Prosseguiram os autos a sua normal tramitação, tendo vindo a ser proferida sentença a julgar a acção improcedente e absolvendo os réus do pedido.
Inconformados recorreram os autores, concluindo nas suas alegações, em síntese:
- Os Autores adquiriram por sucessão o prédio descrito sob o n. ° 5627, a fls. 67 do livro B 17 da 6ª Conservatória do Registo Predial de Lisboa, freguesia da Penha de França, sito na Travessa do Calado;
- Os Autores propuseram acção de despejo contra os Réus – arrendatários - em 5 de Junho de 2006;
- A 4ª autora – Ana – encontra-se divorciada desde Fevereiro de 2005, tem a seu cargo 3 (três) filhos menores;
- A 4ª. autora Ana arrendou casa no concelho de Loures, em 1 de Julho de 2005, após partilha por divórcio da casa de morada de família;
- Certo é que a 4ª autora necessita da casa da qual os réus são arrendatários, para nela residir com os seus filhos menores;
- Posto que foi com o remanescente da venda da casa de morada de família, [- que lhe coube - após pagamento do empréstimo bancário], que a 4ª autora pagou as primeiras rendas, da casa arrendada em 1 de Julho de 2005;
- Acresce que os filhos da 4ª autora frequentam a escolaridade obrigatória, os dois mais velhos na Escola Secundária e o menor de seis anos na Escola Primária, ambas na freguesia da Penha de França, onde o imóvel está situado;
- Resulta dos depoimentos das testemunhas indicadas pelos Autores – conforme transcrições supra – a carência económica da 4ª autora A – paga mais pelo locado, do que recebe de vencimento;
- (…)
- No entanto, a Meritíssima Juiz 'a quo" apreciou e valorou a prova testemunhal produzida em sede de audiência de julgamento de um modo redutor, bem como julgou incorrectamente, ignorando os documentos juntos pelos Autores;
- A decisão recorrida viola as disposições conjugadas dos arts. 69° n.°1, al. a) e art.° 71, al. a) e b) do Regime do Arrendamento Urbano, sendo certo que a 4ª Autora não tem casa que satisfaça as necessidades do seu agregado familiar;
- O teor da prova produzida (incluindo a documental) permitiria também concluir que, se encontram reunidos tais requisitos;
- Posto que, para além da carência económica evidente e sobejamente demonstrada, foi dado como matéria de facto provada - al. L) e M)-que a 4ª autora tem o seu local de trabalho e os filhos frequentam escolas na área onde se situa o locado arrendado aos réus, tomando as refeições e onde frequentemente dormem – em casa da avó sita no mesmo prédio;
- Ora o que se questiona nas circunstâncias presentes é a necessidade real efectiva [- carência económica necessidade de habitação] do agregado familiar composto pela autora A e três filhos menores.
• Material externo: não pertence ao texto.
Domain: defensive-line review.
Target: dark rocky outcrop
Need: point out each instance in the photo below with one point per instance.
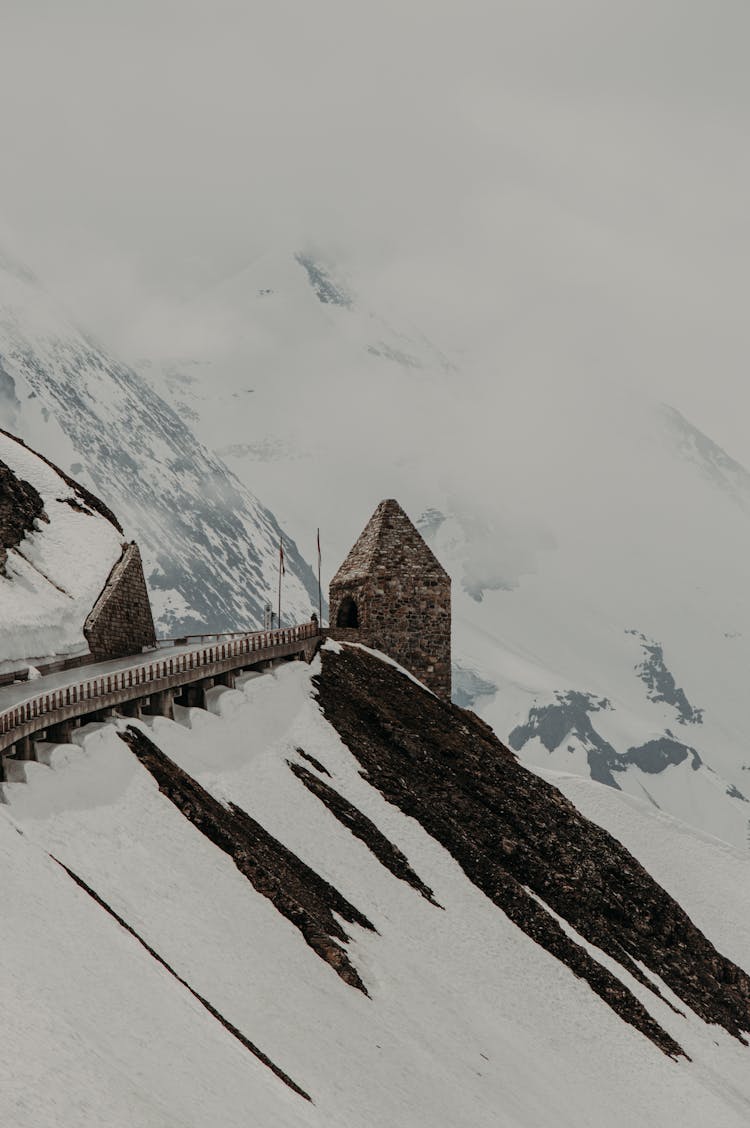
(85, 500)
(364, 829)
(20, 507)
(526, 846)
(121, 620)
(204, 1003)
(299, 893)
Por seu turno, contra-alegaram os réus, em síntese:
- Não se verifica contradição nas respostas dadas à matéria de facto alegada nos articulados face à prova produzida.
- Todos os factos alegados pelos apelantes na petição inicial foram dados como assentes (vd. alíneas A) a H) e J).
- Os factos constantes dos documentos juntos pelos apelantes estão também todos assentes (vd. alíneas A), F) e G).
- O exercício do direito de denúncia do arrendamento para habitação depende da verificação cumulativa da necessidade de habitação do senhorio e dos requisitos previstos no art. 71º do RAU.
- Os apelantes não provaram, nem sequer alegaram nos articulados da acção, que a A. A não possuía casa própria ou arrendada há mais de um ano em Lisboa ou comarcas limítrofes para satisfação da sua necessidade de habitação.
- Cabia aos apelantes o ónus de alegação dos factos essenciais para o exercício do seu direito, por força do art. 342º do C. Civil e do art. 264º nº 1 do CPC.
- Os ora apelados invocaram a falta desse requisito, o que constituía violação da alínea b) do nº 1 do art. 71º do RAU e, como tal, excepção impeditiva do exercício do direito invocado.
- Pelo contrário, encontra-se provado nos autos (alínea G) que a A. A dispõe de casa arrendada em Loures, comarca limítrofe de Lisboa, tendo assim satisfeita a sua necessidade de habitação.
- Os Apelados, por seu lado, beneficiam da limitação ao exercício do direito de denúncia do arrendamento, estabelecida na alínea b) do nº 1 do art. 107º do RAU.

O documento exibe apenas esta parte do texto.